AKACDL was founded in 2009 by four Anchorage criminal defense lawyers: Darrel J. Gardner, Andrew J. Lambert, Steve M. Wells, and F. Rich Curtner. Except for Rich Curtner, all of the founders have served as president of the association. According to the AKACDL website,
The Alaska Association of Criminal Defense Lawyers was incorporated on November 30, 2009. With more than 200 members having since joined, AKACDL is Alaska's preeminent criminal defense organization.

==Mission==

The goals of AKACDL are: To promote study and research in the field of criminal defense law and procedure and constitutional law. To disseminate by lecture, seminars, and publications such theories, technologies, and techniques that support or promote the field of criminal defense advocacy. To sponsor periodic meetings of the criminal defense bar; to provide a forum for the exchange of information regarding the administration of criminal justice; and thereby to protect individual rights and improve the practice and procedures of criminal law. To represent the association before the legislative, executive, and judicial bodies which determine policy for the state and federal governments in a manner that promotes the mission of the association and its objectives and purposes. To preserve, protect, and defend the adversary system of justice and the Alaska and U.S. Constitutions.

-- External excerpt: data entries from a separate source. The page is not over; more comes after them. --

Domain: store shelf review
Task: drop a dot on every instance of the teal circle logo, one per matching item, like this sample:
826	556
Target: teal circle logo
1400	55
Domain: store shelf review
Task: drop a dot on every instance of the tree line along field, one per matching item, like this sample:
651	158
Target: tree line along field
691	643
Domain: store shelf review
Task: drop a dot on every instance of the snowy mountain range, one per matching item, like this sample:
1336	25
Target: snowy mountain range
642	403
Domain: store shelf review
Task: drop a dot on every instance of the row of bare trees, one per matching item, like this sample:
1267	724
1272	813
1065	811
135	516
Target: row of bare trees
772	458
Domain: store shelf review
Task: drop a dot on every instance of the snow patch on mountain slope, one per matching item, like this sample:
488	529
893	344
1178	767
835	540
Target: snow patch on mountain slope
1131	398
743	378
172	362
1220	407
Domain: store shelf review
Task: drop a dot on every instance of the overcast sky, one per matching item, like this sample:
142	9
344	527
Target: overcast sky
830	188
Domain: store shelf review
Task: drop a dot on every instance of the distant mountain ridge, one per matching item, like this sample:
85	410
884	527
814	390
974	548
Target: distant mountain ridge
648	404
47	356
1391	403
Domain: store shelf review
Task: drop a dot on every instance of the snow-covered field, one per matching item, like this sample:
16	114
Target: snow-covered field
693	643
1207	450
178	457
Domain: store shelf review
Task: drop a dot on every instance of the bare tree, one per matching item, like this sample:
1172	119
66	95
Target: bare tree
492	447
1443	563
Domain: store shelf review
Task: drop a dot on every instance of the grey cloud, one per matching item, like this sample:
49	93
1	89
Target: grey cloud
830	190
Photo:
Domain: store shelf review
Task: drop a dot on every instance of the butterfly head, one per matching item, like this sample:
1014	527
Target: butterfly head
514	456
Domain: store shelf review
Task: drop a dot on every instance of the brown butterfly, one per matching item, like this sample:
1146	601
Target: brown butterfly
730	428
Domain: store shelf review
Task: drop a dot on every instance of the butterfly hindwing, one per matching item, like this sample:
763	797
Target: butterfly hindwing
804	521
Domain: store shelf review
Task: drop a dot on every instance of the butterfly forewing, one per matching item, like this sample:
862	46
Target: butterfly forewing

== Continuing legal education ==

AKACDL's primary mission is to provide continuing legal education (CLE), for new attorneys as well as seasoned practitioners, and for public defenders as well as private practitioners. AKACDL presents an annual "All*Stars Conference" featuring numerous nationally recognized speakers. Throughout the year AKACDL also offers short educational seminars, which are typically free to members. AKACDL works with other defense organizations to promote CLE opportunities for its members. AKACDL is an official Affiliate Member of the National Association of Criminal Defense Lawyers.

== Amicus curiae and litigation ==

As amicus curiae, AKACDL helped secure a victory before the Alaska Supreme Court in Barber v. State (Opinion No. S-6850, December 6, 2013). AKACDL was also a named plaintiff in a lawsuit against the State of Alaska filed by the ACLU of Alaska, challenging as unconstitutional a new bail law in 2010.

==Other involvement==
AKACDL is a supporter of the Alaska Innocence Project, and the Alaska Bar Association's annual Bar Convention.